My lips parted, but no sound would come out. The dream had stolen my voice, so my tears spoke for me, sliding down my cheeks in silence.

Ren gave a reluctant smile, coming to stand before me. “Don’t cry for me, Hel,” he said, wiping the tears away. “Our time is too limited for tears. I’m glad you came. There’s something I need to show you.”
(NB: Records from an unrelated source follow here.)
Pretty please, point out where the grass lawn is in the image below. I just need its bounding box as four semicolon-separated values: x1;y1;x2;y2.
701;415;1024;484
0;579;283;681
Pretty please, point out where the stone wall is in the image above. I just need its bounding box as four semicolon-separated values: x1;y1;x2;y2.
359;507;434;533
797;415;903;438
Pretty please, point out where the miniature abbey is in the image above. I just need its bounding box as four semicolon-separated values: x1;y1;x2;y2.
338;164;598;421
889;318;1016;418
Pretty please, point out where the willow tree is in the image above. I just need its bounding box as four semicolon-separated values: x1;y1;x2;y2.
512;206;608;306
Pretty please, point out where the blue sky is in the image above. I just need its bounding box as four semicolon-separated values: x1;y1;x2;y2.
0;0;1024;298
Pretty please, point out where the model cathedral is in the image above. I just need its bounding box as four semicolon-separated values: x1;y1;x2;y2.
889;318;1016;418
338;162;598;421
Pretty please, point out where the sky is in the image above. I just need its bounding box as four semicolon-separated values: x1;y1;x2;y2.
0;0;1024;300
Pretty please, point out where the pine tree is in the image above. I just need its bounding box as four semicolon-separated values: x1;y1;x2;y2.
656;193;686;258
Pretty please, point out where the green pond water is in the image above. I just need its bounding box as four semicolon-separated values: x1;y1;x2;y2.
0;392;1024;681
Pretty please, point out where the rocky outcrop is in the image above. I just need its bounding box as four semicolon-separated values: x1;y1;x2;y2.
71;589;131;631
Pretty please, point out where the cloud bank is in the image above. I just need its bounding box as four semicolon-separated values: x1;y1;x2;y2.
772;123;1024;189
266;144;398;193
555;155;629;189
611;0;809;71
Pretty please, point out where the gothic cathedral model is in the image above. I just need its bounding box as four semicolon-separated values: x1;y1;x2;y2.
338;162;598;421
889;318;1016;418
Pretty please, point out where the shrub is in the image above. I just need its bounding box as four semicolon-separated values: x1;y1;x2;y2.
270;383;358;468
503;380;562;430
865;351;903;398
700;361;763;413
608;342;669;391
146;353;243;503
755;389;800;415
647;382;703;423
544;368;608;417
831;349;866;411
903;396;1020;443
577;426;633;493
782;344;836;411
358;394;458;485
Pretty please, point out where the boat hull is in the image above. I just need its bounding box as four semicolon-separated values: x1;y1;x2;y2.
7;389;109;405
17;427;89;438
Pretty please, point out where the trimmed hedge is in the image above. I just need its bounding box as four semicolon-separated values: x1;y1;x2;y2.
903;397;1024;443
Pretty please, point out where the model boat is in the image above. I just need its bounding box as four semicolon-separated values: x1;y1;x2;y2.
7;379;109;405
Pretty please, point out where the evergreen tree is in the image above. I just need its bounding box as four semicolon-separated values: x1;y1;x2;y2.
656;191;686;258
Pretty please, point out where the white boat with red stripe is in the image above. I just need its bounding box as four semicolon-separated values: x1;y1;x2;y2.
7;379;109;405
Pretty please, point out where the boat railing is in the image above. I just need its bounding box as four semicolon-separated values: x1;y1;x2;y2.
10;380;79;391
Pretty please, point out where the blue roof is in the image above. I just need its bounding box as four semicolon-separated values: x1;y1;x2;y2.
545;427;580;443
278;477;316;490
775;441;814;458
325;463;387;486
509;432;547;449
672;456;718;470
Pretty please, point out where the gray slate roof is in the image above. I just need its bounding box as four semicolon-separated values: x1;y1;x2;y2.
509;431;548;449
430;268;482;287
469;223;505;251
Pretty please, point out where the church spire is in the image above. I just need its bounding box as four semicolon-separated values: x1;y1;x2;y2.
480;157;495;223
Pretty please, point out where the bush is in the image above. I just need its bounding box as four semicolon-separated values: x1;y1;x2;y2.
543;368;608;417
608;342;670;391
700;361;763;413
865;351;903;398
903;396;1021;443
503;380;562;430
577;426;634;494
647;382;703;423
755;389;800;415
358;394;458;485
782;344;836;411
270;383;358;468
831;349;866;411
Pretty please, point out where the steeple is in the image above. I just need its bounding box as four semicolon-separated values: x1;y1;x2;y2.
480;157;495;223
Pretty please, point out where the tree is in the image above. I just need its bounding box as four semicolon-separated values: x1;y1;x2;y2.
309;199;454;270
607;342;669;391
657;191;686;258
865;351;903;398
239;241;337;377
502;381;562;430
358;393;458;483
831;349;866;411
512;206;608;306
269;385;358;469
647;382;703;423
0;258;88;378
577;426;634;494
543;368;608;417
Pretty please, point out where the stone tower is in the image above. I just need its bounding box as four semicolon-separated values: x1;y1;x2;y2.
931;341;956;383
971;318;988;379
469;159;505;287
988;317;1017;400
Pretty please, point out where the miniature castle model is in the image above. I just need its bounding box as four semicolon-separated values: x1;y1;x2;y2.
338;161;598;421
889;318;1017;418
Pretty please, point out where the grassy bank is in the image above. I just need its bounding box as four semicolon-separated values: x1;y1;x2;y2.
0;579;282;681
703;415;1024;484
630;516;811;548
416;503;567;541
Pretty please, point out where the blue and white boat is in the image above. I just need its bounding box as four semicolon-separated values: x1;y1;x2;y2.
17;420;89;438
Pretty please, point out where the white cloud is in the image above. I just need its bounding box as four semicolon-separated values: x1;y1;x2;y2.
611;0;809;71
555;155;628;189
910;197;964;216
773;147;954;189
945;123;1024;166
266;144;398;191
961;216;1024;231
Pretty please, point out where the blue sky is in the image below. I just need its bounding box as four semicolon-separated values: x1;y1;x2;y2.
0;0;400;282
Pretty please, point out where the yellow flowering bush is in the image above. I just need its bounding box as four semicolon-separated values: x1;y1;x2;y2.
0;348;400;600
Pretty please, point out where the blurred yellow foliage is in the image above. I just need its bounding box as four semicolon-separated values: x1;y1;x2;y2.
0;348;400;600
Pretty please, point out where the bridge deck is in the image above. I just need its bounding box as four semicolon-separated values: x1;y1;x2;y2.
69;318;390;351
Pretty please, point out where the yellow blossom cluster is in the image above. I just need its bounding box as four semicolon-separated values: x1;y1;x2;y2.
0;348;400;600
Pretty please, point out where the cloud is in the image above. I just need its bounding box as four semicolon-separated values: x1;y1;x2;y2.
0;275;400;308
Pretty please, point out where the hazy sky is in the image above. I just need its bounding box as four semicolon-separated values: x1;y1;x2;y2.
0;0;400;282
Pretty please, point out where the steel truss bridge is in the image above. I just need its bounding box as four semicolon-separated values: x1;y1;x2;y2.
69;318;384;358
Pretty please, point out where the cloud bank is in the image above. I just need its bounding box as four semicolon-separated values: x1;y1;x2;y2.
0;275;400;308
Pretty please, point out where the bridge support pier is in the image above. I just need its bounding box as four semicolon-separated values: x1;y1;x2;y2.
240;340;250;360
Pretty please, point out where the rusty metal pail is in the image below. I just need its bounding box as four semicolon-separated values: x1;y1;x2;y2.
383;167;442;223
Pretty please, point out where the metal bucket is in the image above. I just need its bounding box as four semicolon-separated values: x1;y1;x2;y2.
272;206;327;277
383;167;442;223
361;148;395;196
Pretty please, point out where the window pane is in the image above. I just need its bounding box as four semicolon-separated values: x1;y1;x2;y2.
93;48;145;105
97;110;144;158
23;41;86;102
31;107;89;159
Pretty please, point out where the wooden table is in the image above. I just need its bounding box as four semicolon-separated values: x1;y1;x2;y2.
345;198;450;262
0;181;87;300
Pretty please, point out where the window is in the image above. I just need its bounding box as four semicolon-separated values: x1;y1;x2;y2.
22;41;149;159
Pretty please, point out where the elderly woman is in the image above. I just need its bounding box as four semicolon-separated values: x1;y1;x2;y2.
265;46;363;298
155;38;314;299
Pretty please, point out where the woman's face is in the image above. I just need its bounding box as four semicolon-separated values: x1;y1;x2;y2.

He took my hand and walked me to the back of the shrine. Ren gave me one quick glance before pulling back the black curtain before us and I gasped at what I saw.

When I left Jaida, it had been a beautiful city in the mountains, untouched by war, famine, or disease. The gold domes of the palace glittered in the moonlight and lush gardens grew in the shadow of the Avalon Falls. Jaida was beauty defined, for that was how I had worked to make her.

But that was not the city before me. The Jaida Ren showed me was broken; the proud minarets I had built lay in ruins. My bridges were burning. The great glass palace was a maw of jagged teeth, half flooded, her golden domes shattered and dull. Skulls and dusty bones littered the streets, ghosts the only inhabitants of my beloved city.

For fifty years, I had poured all my knowledge and strength into building the greatest city in the world, and there it lay, a war-torn graveyard.

I turned to Ren, finally finding my voice. “What is this?”

“You must return to Jaida,” he said quietly, “or this will be its fate.”

I frowned, surveying the burning city of the dead. “Not if we stop Brenna at Lach Ban-Lenon.”